Posted on August 1, 2018

House and Senate negotiators agreed Thursday on a $2.4 billion package of long-term environmental investments, authorizing state borrowing to repair coastal infrastructure, fix up parkways and trails, shore up state dams and improve air and water quality.

The conference committee that had been working to reconcile House and Senate versions of the environmental bond bill since early last week filed its report (H 4835) with the House clerk’s office at 7:41 p.m. Thursday evening, early enough to allow the House to consider it during Friday’s formal session.

The House prevailed in talks over a Senate-approved statewide ban on single-use plastic bags, which was dropped from the final version of the bill.

Rep. William “Smitty” Pignatelli posted to Twitter a photo of himself and Sens. William Brownsberger and Anne Gobi handing the report to a clerk. “Didn’t get all that we wanted but extremely proud in the end,” the House chair of the Environment Committee wrote.

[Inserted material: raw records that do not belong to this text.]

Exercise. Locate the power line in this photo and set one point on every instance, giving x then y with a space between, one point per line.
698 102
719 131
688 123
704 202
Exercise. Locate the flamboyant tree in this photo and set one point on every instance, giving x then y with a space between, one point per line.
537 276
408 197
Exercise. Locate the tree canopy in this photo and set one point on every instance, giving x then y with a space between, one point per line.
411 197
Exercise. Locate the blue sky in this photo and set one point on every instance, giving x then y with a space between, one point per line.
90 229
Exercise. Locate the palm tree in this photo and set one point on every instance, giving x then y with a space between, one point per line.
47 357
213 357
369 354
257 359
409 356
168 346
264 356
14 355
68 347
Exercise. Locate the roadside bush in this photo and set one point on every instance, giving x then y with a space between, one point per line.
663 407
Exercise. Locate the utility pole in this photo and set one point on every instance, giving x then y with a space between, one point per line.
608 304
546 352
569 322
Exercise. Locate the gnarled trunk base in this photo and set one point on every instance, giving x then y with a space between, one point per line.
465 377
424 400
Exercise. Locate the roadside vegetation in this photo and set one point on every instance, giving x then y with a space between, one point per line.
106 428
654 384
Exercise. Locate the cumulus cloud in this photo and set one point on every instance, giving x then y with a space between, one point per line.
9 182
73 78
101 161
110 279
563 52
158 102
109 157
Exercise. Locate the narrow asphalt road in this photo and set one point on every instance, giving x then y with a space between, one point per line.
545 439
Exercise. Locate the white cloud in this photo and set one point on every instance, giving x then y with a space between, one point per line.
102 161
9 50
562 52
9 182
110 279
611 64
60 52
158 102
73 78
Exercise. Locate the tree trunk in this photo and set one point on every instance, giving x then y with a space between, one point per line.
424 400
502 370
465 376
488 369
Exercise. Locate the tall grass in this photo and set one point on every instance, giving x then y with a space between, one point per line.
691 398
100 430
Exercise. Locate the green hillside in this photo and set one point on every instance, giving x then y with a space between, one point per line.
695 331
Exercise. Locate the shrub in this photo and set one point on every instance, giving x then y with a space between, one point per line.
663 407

Pignatelli told the News Service the conference agreed to include all the House and Senate spending earmarks and grappled with some of the policy sections approved by one branch but not the other.

The compromise authorizes $225 million for “grant programs for land, soil, water and natural resource conservation; open space preservation; watershed remediation; coastal resource protection,” $150 million for air and water quality improvements and $100 million for coastal infrastructure and resiliency measures, including “seawalls, jetties, revetments, retaining walls, beach nourishment, living shorelines and other nature-based solutions.”

There is an $85 million authorization for repairs and maintenance to municipal and state dams, $45 million for remediation or removal of oil or hazardous materials and $50 million for Department of Fish and Game facilities, including $250,000 for the demolition of a boat ramp at Lake Chargoggagoggmanchauggagoggchaubunagungamaugg in Webster.

The bond authorizations in the bill are split into many local earmarks sponsored by reps and senators. The inclusion of a project in a bond bill, even if it is signed by the governor, does not guarantee that a project will occur since the executive branch can only advance a limited number of projects under the state’s annual borrowing cap.

The statewide ban on single-use plastic bags adopted by the Senate did not survive conference negotiations. Pignatelli said the conferees simply could not find consensus on the issue that has passed the Senate at least twice without the House following suit.

“We are very disappointed the legislature did not take action to ban single use plastic bags this session. Over eighty cities and towns have voted to ban these bags in their own communities, representing over a third of Massachusetts residents,” Emily Norton, Massachusetts chapter director of the Sierra Club, said in a statement. “Plastic bags are rarely recycled and often end up as litter in our parks, roadways and waterways, where they harm or kill wildlife and marine animals.”

The conference committee bill adopted the House language around climate adaptation, Pignatelli said, and directs the secretaries of environment and public safety to “coordinate efforts across the commonwealth to strengthen the resiliency of communities, prepare for the impacts of climate change and prepare for and mitigate damage from extreme weather events” and file a state hazard mitigation and climate adaptation plan every five years.

With the environmental bond bill now out of conference, the House and Senate are still negotiating on short-term rental regulation, health care, education funding, animal welfare and clean energy ahead of the July 31 end of formal legislative business.